Sono Iccrea di Roma (forte di un patrimonio di 1,7 miliardi di euro) e l’omologa del Nord Est, la più piccola e combattiva Cassa Centrale Banca di Trento, che è riuscita però a superare il miliardo di euro, dopo l'aumento di capitale da oltre 600 milioni di euro a fine marzo.

La voglia di autonomia tra le Alpi
In nome di una maggiore autonomia, i trentini hanno sempre rimarcato la necessità di contare su più teste a capo della galassia del Credito Cooperativo.

Iccrea sebrava essere il soggetto ideale attorno cui aggregare tutte le Bcc italiane, ma alla fine Trento si è proposta come polo alternativo in grado di attrarre quelle banche che hanno tradizionalmente rapporti difficili con le Federazioni regionali, storicamente legate a Iccrea.

Chi sta con chi
Così, da inizio anno, ossia da quando Federcasse ha preso atto che l’idea di un'unica holding non era più fattibile, è scattata la gara per accaparrarsi il numero più alto di Bcc.

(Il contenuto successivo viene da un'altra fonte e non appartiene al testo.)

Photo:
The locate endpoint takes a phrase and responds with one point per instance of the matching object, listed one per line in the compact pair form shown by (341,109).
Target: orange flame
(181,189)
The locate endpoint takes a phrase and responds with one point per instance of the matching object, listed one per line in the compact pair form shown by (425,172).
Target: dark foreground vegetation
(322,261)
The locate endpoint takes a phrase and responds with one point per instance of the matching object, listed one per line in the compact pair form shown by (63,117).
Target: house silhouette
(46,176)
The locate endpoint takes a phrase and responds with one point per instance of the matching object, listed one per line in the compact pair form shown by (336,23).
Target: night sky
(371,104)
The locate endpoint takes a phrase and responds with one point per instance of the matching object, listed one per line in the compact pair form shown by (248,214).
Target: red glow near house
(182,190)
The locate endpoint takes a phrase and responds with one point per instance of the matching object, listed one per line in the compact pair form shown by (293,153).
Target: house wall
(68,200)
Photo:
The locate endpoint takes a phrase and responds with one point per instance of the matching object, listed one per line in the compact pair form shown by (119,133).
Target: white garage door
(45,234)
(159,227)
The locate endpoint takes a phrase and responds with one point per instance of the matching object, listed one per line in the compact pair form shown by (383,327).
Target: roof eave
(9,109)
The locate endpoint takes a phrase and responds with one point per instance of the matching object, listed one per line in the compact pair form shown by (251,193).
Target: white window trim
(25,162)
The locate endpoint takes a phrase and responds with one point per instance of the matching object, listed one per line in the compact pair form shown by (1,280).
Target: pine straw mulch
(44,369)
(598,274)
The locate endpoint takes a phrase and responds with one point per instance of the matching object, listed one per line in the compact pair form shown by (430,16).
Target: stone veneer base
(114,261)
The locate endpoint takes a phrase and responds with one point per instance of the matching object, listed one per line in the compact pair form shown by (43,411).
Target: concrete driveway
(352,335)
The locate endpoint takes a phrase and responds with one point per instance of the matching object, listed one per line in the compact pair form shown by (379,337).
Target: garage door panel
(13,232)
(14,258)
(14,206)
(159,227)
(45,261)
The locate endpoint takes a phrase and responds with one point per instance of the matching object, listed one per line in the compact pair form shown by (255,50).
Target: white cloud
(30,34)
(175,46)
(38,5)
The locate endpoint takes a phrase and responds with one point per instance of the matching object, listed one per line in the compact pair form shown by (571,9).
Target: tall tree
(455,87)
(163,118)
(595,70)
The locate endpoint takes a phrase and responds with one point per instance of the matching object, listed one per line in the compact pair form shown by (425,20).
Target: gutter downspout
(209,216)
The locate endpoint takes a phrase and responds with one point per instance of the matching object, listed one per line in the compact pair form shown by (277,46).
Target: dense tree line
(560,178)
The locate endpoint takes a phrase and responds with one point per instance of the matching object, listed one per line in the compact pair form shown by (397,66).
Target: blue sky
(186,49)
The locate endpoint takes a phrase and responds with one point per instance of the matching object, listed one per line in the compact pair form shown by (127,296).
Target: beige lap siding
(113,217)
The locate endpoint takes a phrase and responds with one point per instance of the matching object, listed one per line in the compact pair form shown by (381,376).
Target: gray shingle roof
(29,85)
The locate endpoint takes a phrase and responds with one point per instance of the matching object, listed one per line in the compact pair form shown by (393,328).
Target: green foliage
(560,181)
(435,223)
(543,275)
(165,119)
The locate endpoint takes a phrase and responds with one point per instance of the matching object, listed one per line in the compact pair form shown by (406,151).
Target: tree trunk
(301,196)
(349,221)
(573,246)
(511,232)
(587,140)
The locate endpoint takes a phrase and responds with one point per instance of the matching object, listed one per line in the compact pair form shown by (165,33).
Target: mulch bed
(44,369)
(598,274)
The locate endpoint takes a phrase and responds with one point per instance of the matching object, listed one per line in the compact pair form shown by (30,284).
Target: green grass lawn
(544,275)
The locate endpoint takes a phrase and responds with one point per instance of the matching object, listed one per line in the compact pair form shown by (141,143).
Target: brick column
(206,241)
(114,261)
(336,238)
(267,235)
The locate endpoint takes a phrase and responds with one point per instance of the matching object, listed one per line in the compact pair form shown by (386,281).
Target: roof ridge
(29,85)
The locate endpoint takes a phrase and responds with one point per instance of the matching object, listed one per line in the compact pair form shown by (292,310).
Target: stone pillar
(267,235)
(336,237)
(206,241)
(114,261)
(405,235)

Cassa Centrale punta a 111 istituti-soci (per ora ne ha convinti 106); tutte le altre Bcc dovrebbero andare sotto il cappello di Iccrea, che spera in ben 226 azionisti, anche se a febbraio aveva ricevuto 155 pre-adesioni.

Per le indecise c'è ancora tempo: al di là delle preferenze espresse, le singole Bcc decideranno nelle assemblee straordinarie, in cui si mettono ai voti le modifiche statutarie e l'indicazione definitiva della capogruppo.

Il caso ChiantiBanca
Come è successo in Toscana nei giorni scorsi, dove la lista del presidente di ChiantiBanca, il super banchiere ed ex membro del board della Bce Lorenzo Bini Smaghi (che preferiva Cassa centrale del Trentino), è stata sconfitta dalla lista avversaria, che voleva restare con Iccrea. Staremo a vedere.